A portion of that new PE likely will be exported from the region, since, as Pryor pointed out, "the growth of [PE] supply will be larger than the growth of demand in this country."
In a larger sense, shale gas and oil has had a dramatic impact on the U.S. and North America. Pryor said the region could be a net exporter of energy by 2025. Oil and gas development could create as many as 3 million jobs in the U.S. alone and could increase U.S. GDP growth by 2-3 percent by the end of the decade.
U.S. oil and gas reserves have increased 50 percent since 2005. The country now is estimated to have enough shale gas reserves to last 100 years. And, according to Pryor, this growth was accomplished by "private enterprises and innovative entrepreneurs … not a government policy that picked winners and losers."

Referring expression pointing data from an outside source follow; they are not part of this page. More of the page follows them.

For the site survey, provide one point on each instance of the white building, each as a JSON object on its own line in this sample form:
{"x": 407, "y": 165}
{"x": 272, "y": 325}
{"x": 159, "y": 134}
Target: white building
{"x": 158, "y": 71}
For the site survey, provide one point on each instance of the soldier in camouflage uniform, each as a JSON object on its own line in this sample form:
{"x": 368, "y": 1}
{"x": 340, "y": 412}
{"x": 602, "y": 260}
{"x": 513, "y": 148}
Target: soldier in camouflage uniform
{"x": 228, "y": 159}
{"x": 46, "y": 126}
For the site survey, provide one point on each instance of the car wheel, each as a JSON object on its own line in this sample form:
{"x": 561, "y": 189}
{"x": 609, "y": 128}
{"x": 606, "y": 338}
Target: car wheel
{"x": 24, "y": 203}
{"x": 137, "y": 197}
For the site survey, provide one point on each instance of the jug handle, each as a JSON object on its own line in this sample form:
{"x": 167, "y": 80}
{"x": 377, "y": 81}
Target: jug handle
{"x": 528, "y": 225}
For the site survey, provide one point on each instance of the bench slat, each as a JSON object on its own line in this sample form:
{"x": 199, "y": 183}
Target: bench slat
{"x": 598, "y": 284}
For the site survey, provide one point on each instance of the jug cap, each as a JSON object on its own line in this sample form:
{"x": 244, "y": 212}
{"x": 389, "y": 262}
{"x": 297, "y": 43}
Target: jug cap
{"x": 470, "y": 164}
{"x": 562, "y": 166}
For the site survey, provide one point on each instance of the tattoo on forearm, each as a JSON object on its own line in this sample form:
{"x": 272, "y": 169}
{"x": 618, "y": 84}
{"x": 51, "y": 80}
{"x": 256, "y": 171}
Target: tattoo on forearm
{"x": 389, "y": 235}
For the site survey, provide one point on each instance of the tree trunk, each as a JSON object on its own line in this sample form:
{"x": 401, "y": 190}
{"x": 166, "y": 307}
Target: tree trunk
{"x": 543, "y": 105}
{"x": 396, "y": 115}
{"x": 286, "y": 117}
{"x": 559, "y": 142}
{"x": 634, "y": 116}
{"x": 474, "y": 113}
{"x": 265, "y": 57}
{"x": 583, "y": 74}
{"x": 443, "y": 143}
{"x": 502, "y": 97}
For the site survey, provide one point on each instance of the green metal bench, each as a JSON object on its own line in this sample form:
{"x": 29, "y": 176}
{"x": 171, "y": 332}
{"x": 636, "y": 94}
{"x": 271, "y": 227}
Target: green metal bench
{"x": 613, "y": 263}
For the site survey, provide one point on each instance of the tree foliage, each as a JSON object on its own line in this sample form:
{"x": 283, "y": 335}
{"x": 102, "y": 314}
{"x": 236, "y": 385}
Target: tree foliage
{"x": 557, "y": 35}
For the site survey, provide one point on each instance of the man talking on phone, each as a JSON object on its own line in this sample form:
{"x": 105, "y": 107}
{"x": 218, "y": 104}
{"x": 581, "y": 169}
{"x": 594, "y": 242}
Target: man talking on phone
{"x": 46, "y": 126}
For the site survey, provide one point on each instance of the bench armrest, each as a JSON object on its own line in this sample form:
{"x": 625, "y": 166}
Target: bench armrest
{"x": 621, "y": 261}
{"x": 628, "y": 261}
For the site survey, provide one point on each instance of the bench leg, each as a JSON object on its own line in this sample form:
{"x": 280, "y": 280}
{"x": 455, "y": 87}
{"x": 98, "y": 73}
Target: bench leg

"Five years ago, the U.S. was on the verge of being a net energy importer," he said. "Growing supplies of natural gas changed that."
ExxonMobil also has kept an eye on environmental impact as it has moved ahead. In the past decade, the firm has spent $1.3 billion on environmental efforts at Baytown, resulting in improved efficiency and reduced omissions. Those investments also have created "stronger, lighter, lower-cost packaging solutions" — including thinner PE film — with reduced environmental impact, Pryor said.
He added that oil and natural gas discovery methods — primarily hydraulic fracturing ("fracking") and horizontal drilling — can be done safely.
"The environment is always of major importance, but fracking isn't new," said Pryor, whose 42-year career includes numerous refining and chemical posts with Mobil and ExxonMobil and a current position on the American Chemistry Council's executive committee. "The industry has drilled a million wells without any impact on the water table. We know how to do it safely without any environmental damage."
He also defended proposed exports of liquefied natural gas (LNG) from the United States. ExxonMobil is working on a $10 billion LNG export project, but competitor Dow Chemical Co. has been vocal in opposing LNG exports, saying it would adversely affect natural gas pricing in the United States.
Pryor did not mention Dow by name, but he said that "calls to restrict exports … are a harmful departure from free trade principles."
Restricting exports, Pryor explained would make it difficult for the U.S. to sanction China for exporting rare earth minerals and to ask Japan to stop importing oil from Iran. Restrictions also could return the United States to the era of the price controls of the 1970s and 1980s which, he said, resulted in drops in production, supply shortages and diminished economic activity.
"Why would we discriminate vs. liquid natural gas but say it's OK to solidify it into plastic pellets?" Pryor asked. "Both are American products that create jobs. We have loads of gas, so we should do both."